This was the year that two of the world’s richest and most conservative men, Charles and David Koch, hoped, in effect, to purchase the US presidency. As the election campaign got under way, the Koch brothers were tied as the fifth-wealthiest individuals in the country, with a combined fortune of more than $80bn.
The plan had been a long time in the making. Over four decades, the Kochs had put together an association of 400 wealthy American conservatives; together, they pledged to spend $889m to ensure victory for their chosen candidates.
Let’s put that into context: that is more than either of the two main US political parties spent in the 2012 election overall. “We’ve had money in the past, but this is so far beyond what anyone has thought of, it’s mind-boggling,” Fred Wertheimer, an expert on political spending, said, on learning of the plan last winter. “This is unheard of in the history of the country.”
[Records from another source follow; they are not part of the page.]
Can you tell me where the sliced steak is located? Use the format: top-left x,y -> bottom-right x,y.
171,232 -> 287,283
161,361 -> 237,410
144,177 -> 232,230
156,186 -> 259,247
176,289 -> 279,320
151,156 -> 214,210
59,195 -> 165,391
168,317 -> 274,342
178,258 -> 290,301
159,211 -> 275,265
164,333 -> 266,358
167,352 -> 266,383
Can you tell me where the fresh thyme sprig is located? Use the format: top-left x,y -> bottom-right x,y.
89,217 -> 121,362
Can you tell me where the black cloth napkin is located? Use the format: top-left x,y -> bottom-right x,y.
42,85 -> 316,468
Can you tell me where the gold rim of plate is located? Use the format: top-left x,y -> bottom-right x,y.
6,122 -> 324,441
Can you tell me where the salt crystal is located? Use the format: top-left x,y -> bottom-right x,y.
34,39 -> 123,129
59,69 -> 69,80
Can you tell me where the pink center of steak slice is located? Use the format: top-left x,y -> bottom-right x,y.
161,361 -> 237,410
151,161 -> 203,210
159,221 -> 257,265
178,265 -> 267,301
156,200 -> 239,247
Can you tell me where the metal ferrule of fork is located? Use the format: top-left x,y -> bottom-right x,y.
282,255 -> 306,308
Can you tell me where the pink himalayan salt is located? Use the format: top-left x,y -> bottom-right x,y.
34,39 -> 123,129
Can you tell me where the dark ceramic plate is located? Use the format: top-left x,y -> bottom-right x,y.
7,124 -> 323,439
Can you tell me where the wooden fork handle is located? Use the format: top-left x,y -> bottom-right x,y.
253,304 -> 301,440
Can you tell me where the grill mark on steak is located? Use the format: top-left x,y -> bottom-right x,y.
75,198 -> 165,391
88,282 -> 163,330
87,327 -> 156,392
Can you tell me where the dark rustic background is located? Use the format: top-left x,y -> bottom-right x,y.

Yet it appears the billionaires’ plans have been thwarted by two upstart candidates whose campaigns have been fuelled in part by a backlash against the influence of wealthy political donors. In the Democratic Party, Bernie Sanders has made a virtue out of his exclusion by America’s moneyed political establishment. In the Republican Party, instead of a pliant nominee who is reliably subservient to their demands, the Kochs and their compatriots have been stuck with the billionaire developer Donald Trump, who has boasted that his “self-financed” campaign frees him from outside influence.
As he defeated his Republican rivals one by one, Trump gleefully skewered them as “puppets” controlled by contributors. Now, to the horror of many ambitious Republican Party officials, the Kochs have reciprocated by denouncing Trump and pledging to stay out of the presidential race.
I have spent several years digging into the Byzantine family histories and money trails produced by the Kochs and a handful of other billionaires who have been quietly shaping US politics for almost half a century, by funding the rise of the libertarian right. It seems to me that the ultra-rich have become victims of their own success.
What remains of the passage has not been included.